Our parser was purpose-built for research papers and is much more robust for real-world LaTeX:

  • Every section, equation, table, figure, and theorem keeps its original number.

  • All cross-references are preserved with their numbers and converted into live links.

  • Handles a lot more packages than Pandoc

  • The output is structured enough that you can reliably ask an LLM to “explain equation (3.12)” or “summarize Section 4.1” — and it will have the right context.

Which download format is best if I want to use this with AI or LLMs?

Both Markdown (.md) and JSON (.json) work great for LLM ingestion — the right choice depends on your workflow.

A) Markdown (.md) — best for direct LLM use and human readability

Our Markdown is AI-optimized and more structured than a generic LaTeX→MD conversion:

  • Every section, equation, table, and figure is numbered.
  • All cross-references are preserved with their numbers (e.g. “see (Eq. 2.3)”).
  • This makes it much easier for LLMs to answer grounded questions like
    “explain equation (3.12)” or “summarize Section 4.1” accurately.
  • It’s lightweight and token-efficient, so you can fit more of the paper into a single model context.

B) JSON (.json) — best for structured pipelines and tooling

Our JSON is fully capable of direct LLM ingestion and is still the format most of our users rely on today. It provides:

  • A clean, machine-readable hierarchy of sections, theorems, proofs, figures, and equations.
  • Stable IDs for every block — ideal for referencing, chunking, or attaching annotations.
  • Fine-grained control for RAG pipelines or filtering (e.g. “just give me the lemmas”).

See Why JSON, Not PDFs?

Recommendation

Both formats are great for LLMs. Numbers and references are preserved with proper ids, reducing the risk of LLM hallucination across large paper contexts.

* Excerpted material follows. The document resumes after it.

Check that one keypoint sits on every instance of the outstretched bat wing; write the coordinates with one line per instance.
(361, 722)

  • Use Markdown if you want a fast, human-readable format for LLM chat, summarization, or embedding in your notes.
  • Use JSON if you want the full structure of the data, and/or are building automation around the paper.

Will this integrate with note-taking or reference managers?

Every paper now ships with markdown (.md) downloads by default, allowing you to export papers as clean markdown files for use in your preferred note-taking tools. The markdown export works well with VSCode, GitHub MD, Obsidian, Notion. Additionally, our markdown format adds semantic info like equation numbers, section numbers, and table/figure/theorem numbers, and auto-generates linkable references across the md file.

Direct integration into tools like Obsidian or Notion is on our list of todos.

Is this free?

The reader will always be free.

At the moment, the Pro plan ($5–10/mo) is mostly for more uploads and file sizes. We're transparent about our pricing.